Back on the home front, TPC Kuala Lumpur has not experienced too much disruption.

“We rely heavily on the domestic market for golfers so the impact for golf rounds at this stage has been minimal, ” Sime Darby Property Hospitality & Leisure chief executive officer Steven Thielke.

Palm Garden Golf Club assistant general manager Terence Lee said they felt it a bit.

“Yes, Covid-19 has had some impact on the course here, especially the foreign market.

“There has been a slow down and agents who handle the Korean and Japan markets have cancelled some bookings.

“On another note, the club has put in place preventive hygiene measures by installing more sanitizers than usual and issuing masks upon request.

“We also have daily checks for staff (temperature) when they report for work and other measures.

Tasik Puteri Golf & Country Club general manager Kevyn Lee said they too experienced cancellations.

“These were Korean cancellations, but other than that it’s been roughly the same, ” he said.

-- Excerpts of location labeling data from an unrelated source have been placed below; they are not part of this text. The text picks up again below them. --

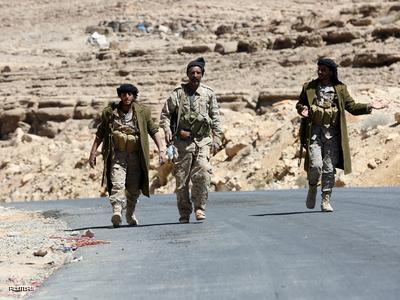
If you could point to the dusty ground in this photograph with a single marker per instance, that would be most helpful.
(53, 84)
(21, 235)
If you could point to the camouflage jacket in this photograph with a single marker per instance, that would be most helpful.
(146, 127)
(204, 103)
(345, 103)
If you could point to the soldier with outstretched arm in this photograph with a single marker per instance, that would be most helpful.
(322, 104)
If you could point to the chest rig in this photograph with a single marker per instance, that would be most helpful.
(194, 116)
(324, 110)
(125, 133)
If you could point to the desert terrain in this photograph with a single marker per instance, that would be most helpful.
(57, 75)
(61, 62)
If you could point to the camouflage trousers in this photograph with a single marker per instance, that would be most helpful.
(324, 156)
(193, 166)
(125, 177)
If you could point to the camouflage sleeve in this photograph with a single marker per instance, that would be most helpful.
(302, 100)
(152, 127)
(352, 107)
(215, 119)
(169, 108)
(102, 128)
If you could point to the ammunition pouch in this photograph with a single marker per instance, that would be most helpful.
(197, 124)
(125, 142)
(325, 116)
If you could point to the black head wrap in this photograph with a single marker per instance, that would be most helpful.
(198, 62)
(332, 66)
(127, 88)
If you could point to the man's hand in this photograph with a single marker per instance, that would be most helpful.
(161, 157)
(92, 159)
(304, 112)
(378, 104)
(214, 148)
(184, 134)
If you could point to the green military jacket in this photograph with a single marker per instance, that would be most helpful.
(346, 103)
(146, 127)
(205, 103)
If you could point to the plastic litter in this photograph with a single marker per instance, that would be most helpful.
(100, 40)
(172, 152)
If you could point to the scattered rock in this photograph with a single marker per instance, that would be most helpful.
(312, 40)
(88, 233)
(283, 42)
(223, 29)
(232, 149)
(372, 165)
(336, 37)
(386, 32)
(194, 49)
(361, 22)
(373, 60)
(40, 252)
(246, 46)
(397, 117)
(226, 48)
(6, 69)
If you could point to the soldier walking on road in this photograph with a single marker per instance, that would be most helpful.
(124, 130)
(322, 105)
(190, 119)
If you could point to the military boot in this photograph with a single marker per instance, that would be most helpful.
(130, 216)
(184, 219)
(325, 205)
(116, 218)
(200, 215)
(311, 196)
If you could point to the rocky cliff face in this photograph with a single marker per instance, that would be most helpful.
(61, 62)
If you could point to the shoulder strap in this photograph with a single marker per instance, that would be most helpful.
(179, 114)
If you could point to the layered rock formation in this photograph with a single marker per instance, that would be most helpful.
(56, 76)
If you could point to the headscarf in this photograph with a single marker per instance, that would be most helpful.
(127, 88)
(332, 66)
(198, 62)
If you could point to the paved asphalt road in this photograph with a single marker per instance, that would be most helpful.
(253, 245)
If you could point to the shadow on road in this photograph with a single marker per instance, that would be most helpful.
(287, 213)
(126, 226)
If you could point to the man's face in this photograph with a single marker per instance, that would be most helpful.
(195, 74)
(324, 73)
(127, 98)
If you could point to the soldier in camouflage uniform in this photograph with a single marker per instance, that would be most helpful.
(124, 130)
(322, 105)
(190, 119)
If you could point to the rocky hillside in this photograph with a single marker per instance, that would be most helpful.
(61, 61)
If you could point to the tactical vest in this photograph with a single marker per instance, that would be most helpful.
(196, 123)
(326, 113)
(125, 136)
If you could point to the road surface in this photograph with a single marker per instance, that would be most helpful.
(253, 245)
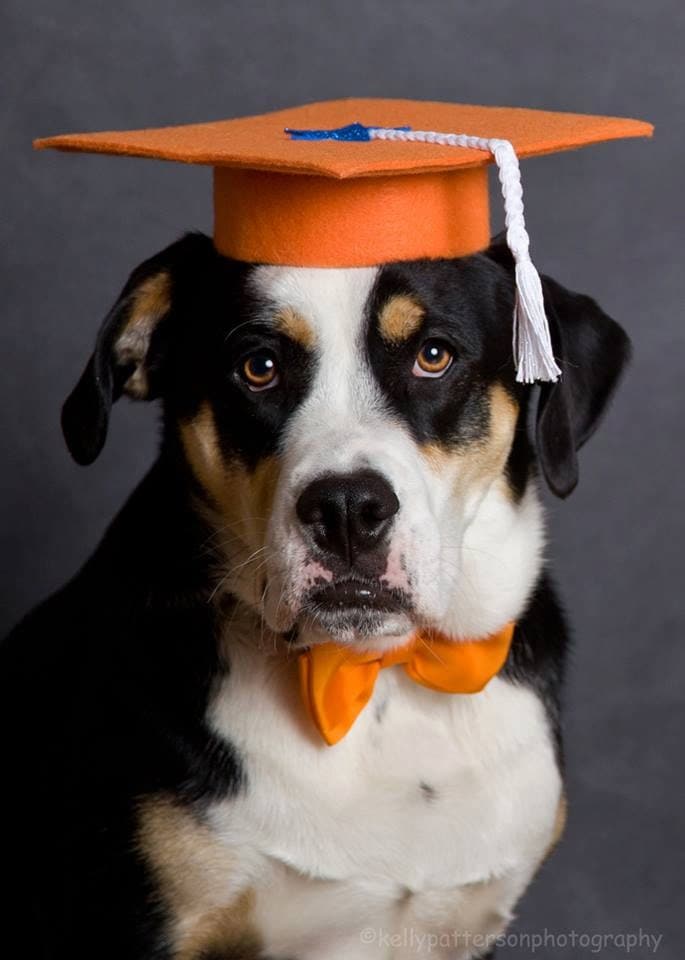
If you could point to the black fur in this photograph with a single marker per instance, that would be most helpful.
(103, 688)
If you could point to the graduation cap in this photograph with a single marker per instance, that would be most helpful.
(360, 182)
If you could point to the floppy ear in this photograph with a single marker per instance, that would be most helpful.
(129, 351)
(592, 351)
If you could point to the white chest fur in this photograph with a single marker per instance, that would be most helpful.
(431, 799)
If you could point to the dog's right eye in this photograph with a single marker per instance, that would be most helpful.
(260, 371)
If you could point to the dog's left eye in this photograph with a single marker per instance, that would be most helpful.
(260, 371)
(433, 359)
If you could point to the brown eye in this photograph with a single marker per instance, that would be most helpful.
(433, 359)
(260, 371)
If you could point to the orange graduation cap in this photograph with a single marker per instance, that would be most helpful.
(349, 183)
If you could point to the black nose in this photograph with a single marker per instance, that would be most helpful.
(348, 514)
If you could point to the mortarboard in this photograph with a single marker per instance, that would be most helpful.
(360, 182)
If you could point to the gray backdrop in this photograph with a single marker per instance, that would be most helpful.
(606, 220)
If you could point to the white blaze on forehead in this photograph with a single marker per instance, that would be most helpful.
(333, 303)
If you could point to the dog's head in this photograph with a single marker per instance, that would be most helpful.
(356, 436)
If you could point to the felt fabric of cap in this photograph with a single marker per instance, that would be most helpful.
(353, 183)
(331, 203)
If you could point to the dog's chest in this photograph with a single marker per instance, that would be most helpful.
(427, 791)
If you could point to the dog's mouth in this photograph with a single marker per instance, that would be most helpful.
(354, 607)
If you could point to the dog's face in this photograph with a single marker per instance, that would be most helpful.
(355, 437)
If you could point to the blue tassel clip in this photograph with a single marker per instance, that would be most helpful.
(352, 133)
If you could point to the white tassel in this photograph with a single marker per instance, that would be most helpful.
(533, 354)
(532, 344)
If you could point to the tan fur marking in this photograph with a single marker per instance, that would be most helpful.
(150, 301)
(400, 317)
(241, 499)
(480, 462)
(293, 325)
(193, 870)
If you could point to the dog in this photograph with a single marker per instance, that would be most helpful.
(345, 457)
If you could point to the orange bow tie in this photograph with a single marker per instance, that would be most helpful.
(338, 682)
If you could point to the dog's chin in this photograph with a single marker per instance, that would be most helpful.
(361, 615)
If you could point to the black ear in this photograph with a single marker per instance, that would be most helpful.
(128, 355)
(592, 351)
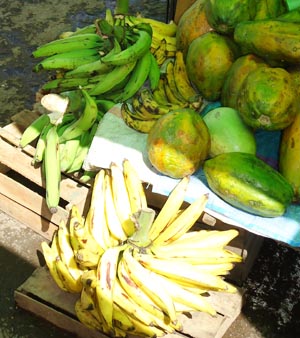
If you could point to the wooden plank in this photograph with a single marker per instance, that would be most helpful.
(27, 217)
(20, 162)
(40, 295)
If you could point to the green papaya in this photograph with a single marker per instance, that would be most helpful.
(208, 60)
(178, 143)
(192, 23)
(228, 132)
(274, 40)
(235, 77)
(267, 99)
(248, 183)
(268, 9)
(223, 16)
(290, 16)
(289, 156)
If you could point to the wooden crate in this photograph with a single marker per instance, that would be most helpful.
(22, 196)
(40, 295)
(246, 244)
(22, 193)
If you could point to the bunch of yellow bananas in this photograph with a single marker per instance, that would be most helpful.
(174, 91)
(135, 271)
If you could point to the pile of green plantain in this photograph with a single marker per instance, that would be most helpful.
(248, 60)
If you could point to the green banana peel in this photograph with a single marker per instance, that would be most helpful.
(122, 7)
(56, 105)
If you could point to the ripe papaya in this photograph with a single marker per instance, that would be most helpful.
(228, 132)
(223, 16)
(208, 60)
(178, 143)
(290, 16)
(289, 156)
(248, 183)
(235, 77)
(267, 99)
(192, 23)
(274, 40)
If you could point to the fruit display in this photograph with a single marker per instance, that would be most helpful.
(268, 99)
(134, 270)
(154, 69)
(178, 143)
(247, 182)
(192, 23)
(282, 37)
(224, 16)
(235, 77)
(289, 162)
(208, 60)
(228, 132)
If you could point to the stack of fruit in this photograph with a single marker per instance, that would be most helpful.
(92, 68)
(135, 271)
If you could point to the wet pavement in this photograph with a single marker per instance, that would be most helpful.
(272, 290)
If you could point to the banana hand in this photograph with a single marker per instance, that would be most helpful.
(84, 122)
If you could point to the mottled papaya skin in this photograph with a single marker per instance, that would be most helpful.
(208, 60)
(268, 99)
(235, 77)
(223, 16)
(178, 143)
(289, 156)
(268, 9)
(291, 16)
(273, 40)
(193, 23)
(248, 183)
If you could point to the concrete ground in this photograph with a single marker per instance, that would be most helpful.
(271, 309)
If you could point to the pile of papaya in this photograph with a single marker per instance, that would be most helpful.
(245, 54)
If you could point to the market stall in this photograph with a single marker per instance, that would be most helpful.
(103, 106)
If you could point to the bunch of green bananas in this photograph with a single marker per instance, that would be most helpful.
(173, 91)
(111, 59)
(62, 143)
(135, 271)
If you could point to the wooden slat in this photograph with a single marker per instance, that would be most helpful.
(30, 199)
(27, 217)
(40, 295)
(20, 162)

In another development, Sultan Abdul Aziz Shah Golf & Country Club general manager James Thevaras said: “There has been not much effect on our local patronage due to Covid-19 and the members are playing as usual. However it has impacted the foreign golfers especially the Korean market. As you are aware December, January and February are peak months for Korean golfers in Malaysia due to their winter season. And now the Korean agents have cancelled some bookings.

Saha Kamarudin, general manager of Poresia Country Club in Johor Baru said they did not register a “decrease” in the number rounds played but remained cautious.

“As such we have put up notices to create more awareness on hygiene and installed more santizsers, ” he added.